L’économie de la Côte d’Ivoire, reconnue comme l’une des plus vigoureuses en Afrique de l’Ouest, a historiquement reposé sur son secteur agricole. Si, à l’aube de son indépendance, l’agriculture représentait près de la moitié du Produit Intérieur Brut (PIB), sa contribution a évolué pour atteindre 15,9% en 2024. Néanmoins, ce secteur demeure un employeur majeur, absorbant 46% de la population active, et joue un rôle crucial dans la balance commerciale, générant 51,5% des exportations nationales en 2025.

Malgré son dynamisme économique global, la Côte d’Ivoire fait face à une pauvreté rurale persistante. Le taux de pauvreté y atteint 54,4%, contrastant avec une moyenne nationale de 37,5%. L’activité agricole prédomine largement dans ces zones. Environ 90% des agriculteurs ivoiriens se trouvent dans le décile de revenu le plus faible. Plus spécifiquement, la filière cacao, pourtant vitale, voit 60% de ses producteurs vivre sous le seuil de pauvreté national.

Les cultures industrielles et les filières de rente constituent toujours le principal levier du développement agricole en Côte d’Ivoire.
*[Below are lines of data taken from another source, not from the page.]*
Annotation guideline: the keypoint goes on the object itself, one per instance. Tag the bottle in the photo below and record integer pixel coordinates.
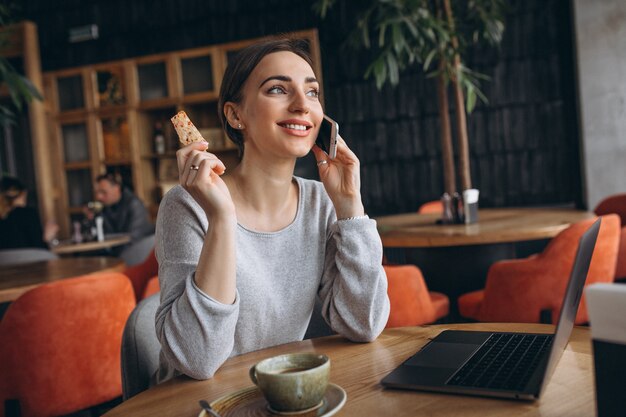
(99, 228)
(159, 138)
(78, 236)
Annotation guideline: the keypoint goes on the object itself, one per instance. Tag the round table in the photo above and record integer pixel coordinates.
(455, 258)
(359, 367)
(17, 279)
(69, 247)
(413, 230)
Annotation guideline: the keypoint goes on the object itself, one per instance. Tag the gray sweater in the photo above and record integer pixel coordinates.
(279, 275)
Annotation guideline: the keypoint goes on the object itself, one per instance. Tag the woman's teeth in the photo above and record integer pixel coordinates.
(295, 127)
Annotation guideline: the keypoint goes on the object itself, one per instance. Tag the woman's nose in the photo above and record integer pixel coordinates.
(299, 103)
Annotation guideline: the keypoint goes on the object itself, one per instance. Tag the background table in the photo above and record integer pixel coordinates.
(17, 279)
(66, 248)
(506, 225)
(359, 367)
(455, 258)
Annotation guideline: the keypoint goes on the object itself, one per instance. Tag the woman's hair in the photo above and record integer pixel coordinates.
(240, 68)
(10, 189)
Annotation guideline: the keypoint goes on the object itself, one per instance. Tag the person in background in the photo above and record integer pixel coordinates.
(20, 225)
(122, 211)
(243, 256)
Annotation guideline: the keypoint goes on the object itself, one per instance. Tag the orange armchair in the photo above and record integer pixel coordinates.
(141, 274)
(411, 302)
(434, 206)
(60, 345)
(520, 290)
(616, 204)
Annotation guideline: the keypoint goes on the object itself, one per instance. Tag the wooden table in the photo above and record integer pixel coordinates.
(359, 367)
(68, 247)
(494, 226)
(455, 258)
(17, 279)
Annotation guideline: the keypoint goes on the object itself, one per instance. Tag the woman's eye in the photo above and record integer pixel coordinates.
(276, 90)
Le pays se distingue comme le premier producteur mondial de cacao et de noix de cajou, et le troisième de caoutchouc naturel. Toutefois, cette puissance exportatrice coexiste avec une forte dépendance aux importations de céréales et de poissons, essentielles pour l’alimentation des populations urbaines. La production vivrière locale, souvent désorganisée et ancrée dans l’économie informelle, limite l’accès au marché pour de nombreux agriculteurs.